Glutamate is the principal excitatory neurotransmitter in the brain and is at the base of a wide variety of neuropathologies, including epilepsy, autism, Fragile X, and obsessive compulsive disorder. Glutamate has also become the target for novel drugs in treatment and in fundamental research settings. However, much remains unknown on the working mechanisms of these drugs and the effects of chronic administration on the glutamatergic system. This study investigated the chronic effects of two glutamate-modulating drugs with imaging techniques to further clarify their working mechanisms for future research opportunities. Animals were exposed to saline (1 ml/kg), (5S,10R)-(+)-5-Methyl-10,11-dihydro-5H-dibenzo[a,d]cyclohepten-5,10-imine (MK-801) (0.3 mg/kg), or ebselen (10 mg/kg) for 7 consecutive days. At the sixth injection, animals underwent a positron emission tomography (PET)/computed tomography (CT) with (3-(6-methyl-pyridin-2-ylethynyl)-cyclohex-2-enone-O-11C-methyl-oxime) (ABP-688) to visualize the metabotropic G protein-coupled glutamate receptor 5 (mGluR5). After the seventh injection, animals underwent a magnetic resonance spectroscopy (MRS) scan to visualize glutamate and glutamine content. Afterward, results were verified by mGluR5 immunohistochemistry (IHC). PET/CT analysis revealed that animals receiving chronic MK-801 or ebselen had a significant (P < 0.05) higher binding potential (2.90 ± 0.47 and 2.87 ± 0.46, respectively) when compared with saline (1.97 ± 0.39) in the caudate putamen.

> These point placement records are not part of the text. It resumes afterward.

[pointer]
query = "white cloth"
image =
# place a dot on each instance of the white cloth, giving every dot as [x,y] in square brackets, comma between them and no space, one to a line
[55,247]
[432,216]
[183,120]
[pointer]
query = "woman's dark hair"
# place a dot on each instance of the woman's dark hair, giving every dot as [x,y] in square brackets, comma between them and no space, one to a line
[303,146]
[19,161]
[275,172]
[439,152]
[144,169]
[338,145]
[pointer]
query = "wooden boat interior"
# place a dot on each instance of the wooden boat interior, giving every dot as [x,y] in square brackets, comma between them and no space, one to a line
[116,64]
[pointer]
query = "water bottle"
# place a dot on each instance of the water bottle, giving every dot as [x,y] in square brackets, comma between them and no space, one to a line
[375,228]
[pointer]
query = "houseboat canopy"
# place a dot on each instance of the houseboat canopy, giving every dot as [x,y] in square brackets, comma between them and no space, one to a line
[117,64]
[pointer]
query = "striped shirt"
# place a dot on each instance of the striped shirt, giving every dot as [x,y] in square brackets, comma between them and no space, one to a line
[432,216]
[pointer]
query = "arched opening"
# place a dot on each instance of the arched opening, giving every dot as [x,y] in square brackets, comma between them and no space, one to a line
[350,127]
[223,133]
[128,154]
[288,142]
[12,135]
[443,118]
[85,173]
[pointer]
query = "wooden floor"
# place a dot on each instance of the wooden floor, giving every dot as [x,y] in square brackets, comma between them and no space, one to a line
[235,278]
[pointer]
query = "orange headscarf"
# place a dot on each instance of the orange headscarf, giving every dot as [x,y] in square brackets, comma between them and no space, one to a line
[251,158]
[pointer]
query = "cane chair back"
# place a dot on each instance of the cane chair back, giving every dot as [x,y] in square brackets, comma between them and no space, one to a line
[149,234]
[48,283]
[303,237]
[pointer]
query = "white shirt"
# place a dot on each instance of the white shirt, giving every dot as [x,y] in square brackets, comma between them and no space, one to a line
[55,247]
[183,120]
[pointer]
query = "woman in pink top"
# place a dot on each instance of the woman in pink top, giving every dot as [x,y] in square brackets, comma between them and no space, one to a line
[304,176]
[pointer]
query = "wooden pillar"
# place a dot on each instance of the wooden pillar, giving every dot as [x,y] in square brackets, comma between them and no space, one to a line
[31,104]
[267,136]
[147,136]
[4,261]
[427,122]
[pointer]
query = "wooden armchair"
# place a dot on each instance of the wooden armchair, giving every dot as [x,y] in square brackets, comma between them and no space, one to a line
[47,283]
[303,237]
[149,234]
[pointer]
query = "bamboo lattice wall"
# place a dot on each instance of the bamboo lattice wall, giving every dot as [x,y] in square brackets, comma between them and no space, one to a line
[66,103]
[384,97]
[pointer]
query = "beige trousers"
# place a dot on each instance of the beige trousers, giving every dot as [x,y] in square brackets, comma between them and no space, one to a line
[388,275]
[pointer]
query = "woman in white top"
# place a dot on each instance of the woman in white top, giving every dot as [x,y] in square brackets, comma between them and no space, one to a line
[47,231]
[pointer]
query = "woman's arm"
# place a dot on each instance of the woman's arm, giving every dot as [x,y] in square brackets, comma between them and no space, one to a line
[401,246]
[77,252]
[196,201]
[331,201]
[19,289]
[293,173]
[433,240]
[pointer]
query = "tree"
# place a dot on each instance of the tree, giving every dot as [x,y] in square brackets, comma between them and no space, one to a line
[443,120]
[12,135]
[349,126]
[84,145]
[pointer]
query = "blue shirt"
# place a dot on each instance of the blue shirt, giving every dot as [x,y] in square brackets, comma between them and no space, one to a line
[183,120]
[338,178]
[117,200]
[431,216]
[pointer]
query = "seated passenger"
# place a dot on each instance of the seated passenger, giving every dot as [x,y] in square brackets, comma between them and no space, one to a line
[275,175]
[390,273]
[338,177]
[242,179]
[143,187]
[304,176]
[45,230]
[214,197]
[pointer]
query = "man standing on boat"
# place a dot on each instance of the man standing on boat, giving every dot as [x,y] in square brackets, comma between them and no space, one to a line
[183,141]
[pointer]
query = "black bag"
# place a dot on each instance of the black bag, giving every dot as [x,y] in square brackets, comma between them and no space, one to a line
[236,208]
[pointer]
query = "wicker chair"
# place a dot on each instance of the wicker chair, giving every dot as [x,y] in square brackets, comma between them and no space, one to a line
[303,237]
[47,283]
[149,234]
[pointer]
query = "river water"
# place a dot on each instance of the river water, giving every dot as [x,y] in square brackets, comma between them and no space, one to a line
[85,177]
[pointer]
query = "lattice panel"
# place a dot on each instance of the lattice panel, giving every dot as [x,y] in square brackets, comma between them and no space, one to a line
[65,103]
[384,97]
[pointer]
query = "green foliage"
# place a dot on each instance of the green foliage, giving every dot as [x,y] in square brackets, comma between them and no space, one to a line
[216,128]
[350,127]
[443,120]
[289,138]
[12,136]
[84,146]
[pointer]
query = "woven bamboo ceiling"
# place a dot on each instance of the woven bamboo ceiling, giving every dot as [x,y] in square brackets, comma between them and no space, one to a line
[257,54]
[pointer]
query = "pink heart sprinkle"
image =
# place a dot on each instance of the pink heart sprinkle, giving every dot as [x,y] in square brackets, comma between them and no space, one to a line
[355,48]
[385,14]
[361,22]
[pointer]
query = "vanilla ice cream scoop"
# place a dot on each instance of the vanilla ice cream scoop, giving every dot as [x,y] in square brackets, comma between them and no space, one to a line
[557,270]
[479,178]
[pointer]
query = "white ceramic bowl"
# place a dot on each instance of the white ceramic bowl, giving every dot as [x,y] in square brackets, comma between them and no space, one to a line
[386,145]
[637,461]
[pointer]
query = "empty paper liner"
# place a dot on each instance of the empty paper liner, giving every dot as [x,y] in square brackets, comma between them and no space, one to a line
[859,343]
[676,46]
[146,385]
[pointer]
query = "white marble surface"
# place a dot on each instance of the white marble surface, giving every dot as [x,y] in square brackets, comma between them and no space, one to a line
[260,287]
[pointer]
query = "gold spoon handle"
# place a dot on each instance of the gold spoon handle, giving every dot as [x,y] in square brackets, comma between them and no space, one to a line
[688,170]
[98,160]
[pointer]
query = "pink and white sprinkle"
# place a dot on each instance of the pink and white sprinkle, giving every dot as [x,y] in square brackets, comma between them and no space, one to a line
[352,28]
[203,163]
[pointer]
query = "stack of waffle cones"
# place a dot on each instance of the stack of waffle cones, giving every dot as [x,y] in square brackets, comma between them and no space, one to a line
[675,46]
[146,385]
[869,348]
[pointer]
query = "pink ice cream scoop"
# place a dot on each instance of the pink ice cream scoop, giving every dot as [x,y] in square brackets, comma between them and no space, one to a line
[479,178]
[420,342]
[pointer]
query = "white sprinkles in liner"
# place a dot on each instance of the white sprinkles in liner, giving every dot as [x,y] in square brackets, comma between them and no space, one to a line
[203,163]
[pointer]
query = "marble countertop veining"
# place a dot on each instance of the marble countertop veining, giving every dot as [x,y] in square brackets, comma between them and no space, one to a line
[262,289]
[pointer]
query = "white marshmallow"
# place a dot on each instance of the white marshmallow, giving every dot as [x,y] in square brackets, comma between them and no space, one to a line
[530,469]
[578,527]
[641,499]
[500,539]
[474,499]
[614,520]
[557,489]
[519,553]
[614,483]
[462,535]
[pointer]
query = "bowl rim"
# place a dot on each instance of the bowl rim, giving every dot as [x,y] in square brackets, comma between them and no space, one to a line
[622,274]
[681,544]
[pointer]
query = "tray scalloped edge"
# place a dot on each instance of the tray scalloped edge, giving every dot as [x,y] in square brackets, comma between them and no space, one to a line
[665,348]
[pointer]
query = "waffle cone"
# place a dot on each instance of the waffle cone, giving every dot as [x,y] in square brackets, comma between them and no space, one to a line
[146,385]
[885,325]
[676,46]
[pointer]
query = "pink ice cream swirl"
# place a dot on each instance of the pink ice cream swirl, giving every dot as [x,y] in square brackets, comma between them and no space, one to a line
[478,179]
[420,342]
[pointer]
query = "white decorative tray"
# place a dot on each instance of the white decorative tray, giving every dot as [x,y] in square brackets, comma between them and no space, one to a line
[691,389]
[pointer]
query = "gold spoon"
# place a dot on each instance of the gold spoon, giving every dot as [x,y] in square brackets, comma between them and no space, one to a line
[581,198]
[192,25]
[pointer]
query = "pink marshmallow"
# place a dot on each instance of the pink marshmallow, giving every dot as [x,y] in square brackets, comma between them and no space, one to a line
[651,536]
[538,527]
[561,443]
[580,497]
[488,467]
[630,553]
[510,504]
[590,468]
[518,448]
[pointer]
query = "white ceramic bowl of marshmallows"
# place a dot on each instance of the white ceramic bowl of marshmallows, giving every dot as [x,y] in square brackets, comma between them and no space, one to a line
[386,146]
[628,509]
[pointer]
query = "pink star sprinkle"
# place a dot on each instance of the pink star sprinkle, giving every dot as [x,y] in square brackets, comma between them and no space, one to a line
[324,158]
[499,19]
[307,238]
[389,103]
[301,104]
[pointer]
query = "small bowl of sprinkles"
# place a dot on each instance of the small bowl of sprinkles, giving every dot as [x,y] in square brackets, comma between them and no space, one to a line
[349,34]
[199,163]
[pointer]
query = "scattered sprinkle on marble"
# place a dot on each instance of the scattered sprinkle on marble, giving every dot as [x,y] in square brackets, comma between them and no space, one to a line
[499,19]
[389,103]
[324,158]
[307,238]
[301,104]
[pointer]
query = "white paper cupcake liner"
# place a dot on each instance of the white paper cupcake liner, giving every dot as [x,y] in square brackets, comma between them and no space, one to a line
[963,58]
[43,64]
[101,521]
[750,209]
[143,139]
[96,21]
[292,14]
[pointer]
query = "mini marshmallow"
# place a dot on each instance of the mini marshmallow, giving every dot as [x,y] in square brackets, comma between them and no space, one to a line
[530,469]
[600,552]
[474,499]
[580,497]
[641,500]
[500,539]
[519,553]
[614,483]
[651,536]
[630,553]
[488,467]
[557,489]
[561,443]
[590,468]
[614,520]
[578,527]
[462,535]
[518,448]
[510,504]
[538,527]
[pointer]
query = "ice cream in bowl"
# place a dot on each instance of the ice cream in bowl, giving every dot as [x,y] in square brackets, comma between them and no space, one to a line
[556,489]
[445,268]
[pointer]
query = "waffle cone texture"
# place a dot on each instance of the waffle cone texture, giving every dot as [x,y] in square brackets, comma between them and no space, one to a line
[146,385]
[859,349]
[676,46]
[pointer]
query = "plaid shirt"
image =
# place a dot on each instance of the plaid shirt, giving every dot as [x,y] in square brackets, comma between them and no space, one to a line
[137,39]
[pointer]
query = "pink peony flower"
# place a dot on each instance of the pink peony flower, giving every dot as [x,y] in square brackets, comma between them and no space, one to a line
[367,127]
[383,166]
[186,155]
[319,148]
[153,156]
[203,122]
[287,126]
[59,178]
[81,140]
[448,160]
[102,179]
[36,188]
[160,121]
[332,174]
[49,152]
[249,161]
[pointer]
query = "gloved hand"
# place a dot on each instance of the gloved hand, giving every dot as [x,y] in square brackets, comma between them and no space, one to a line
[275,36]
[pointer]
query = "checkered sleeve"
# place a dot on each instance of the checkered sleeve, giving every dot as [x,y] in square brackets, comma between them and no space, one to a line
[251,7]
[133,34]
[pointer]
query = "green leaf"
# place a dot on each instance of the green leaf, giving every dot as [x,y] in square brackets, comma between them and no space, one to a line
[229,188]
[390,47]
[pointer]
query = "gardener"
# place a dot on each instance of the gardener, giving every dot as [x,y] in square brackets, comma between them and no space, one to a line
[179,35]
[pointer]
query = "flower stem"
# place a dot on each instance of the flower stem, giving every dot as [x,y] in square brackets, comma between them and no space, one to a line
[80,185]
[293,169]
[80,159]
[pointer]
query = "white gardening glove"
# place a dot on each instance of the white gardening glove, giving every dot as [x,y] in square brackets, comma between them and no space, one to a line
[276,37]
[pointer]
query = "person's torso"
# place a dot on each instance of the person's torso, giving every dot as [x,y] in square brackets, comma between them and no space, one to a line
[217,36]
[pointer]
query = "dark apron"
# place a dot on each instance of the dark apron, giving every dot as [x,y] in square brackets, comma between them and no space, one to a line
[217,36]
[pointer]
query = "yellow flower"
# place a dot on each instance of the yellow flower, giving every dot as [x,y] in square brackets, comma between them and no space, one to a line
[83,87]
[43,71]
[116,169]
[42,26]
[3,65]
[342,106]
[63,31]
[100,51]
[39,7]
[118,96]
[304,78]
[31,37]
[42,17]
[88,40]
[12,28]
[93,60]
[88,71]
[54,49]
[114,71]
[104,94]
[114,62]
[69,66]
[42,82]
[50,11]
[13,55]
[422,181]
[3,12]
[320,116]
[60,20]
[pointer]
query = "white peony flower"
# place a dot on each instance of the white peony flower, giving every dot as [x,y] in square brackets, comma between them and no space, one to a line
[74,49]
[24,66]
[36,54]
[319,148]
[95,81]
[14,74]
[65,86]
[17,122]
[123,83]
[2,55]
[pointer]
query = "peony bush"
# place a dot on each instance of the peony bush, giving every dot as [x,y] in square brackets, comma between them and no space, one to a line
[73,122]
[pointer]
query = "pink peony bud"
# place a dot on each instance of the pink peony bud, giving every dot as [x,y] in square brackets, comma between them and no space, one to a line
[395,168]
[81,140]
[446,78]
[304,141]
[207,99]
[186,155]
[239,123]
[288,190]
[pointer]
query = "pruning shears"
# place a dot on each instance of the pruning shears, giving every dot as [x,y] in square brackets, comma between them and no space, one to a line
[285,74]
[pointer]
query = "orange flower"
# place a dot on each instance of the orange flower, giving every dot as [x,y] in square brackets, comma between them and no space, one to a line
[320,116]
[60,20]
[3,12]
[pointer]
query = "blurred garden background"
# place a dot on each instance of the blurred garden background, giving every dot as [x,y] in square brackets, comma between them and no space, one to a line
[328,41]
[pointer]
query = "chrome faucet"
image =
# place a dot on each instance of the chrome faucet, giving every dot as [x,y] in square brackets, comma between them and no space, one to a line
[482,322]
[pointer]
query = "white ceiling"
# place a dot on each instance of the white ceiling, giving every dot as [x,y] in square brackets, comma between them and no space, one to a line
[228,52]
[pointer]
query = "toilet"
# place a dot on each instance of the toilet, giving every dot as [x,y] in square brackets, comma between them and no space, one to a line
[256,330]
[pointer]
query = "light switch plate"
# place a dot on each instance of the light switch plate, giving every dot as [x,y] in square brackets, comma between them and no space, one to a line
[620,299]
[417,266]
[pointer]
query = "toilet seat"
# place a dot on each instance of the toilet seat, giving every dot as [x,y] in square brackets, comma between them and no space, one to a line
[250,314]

This was confirmed by mGluR5 IHC, with 60.83% ± 6.30% of the area being highlighted for ebselen and 57.14% ± 9.23% for MK-801 versus 50.21% ± 5.71% for the saline group. MRS displayed significant changes on the glutamine level when comparing chronic ebselen (2.20 ± 0.40 µmol/g) to control (2.72 ± 0.34 µmol/g). Therefore, although no direct effects on glutamate were visualized, the changes in glutamine suggest changes in the total glutamate-glutamine pool. This highlights the potential of both drugs to modulate glutamatergic pathologies.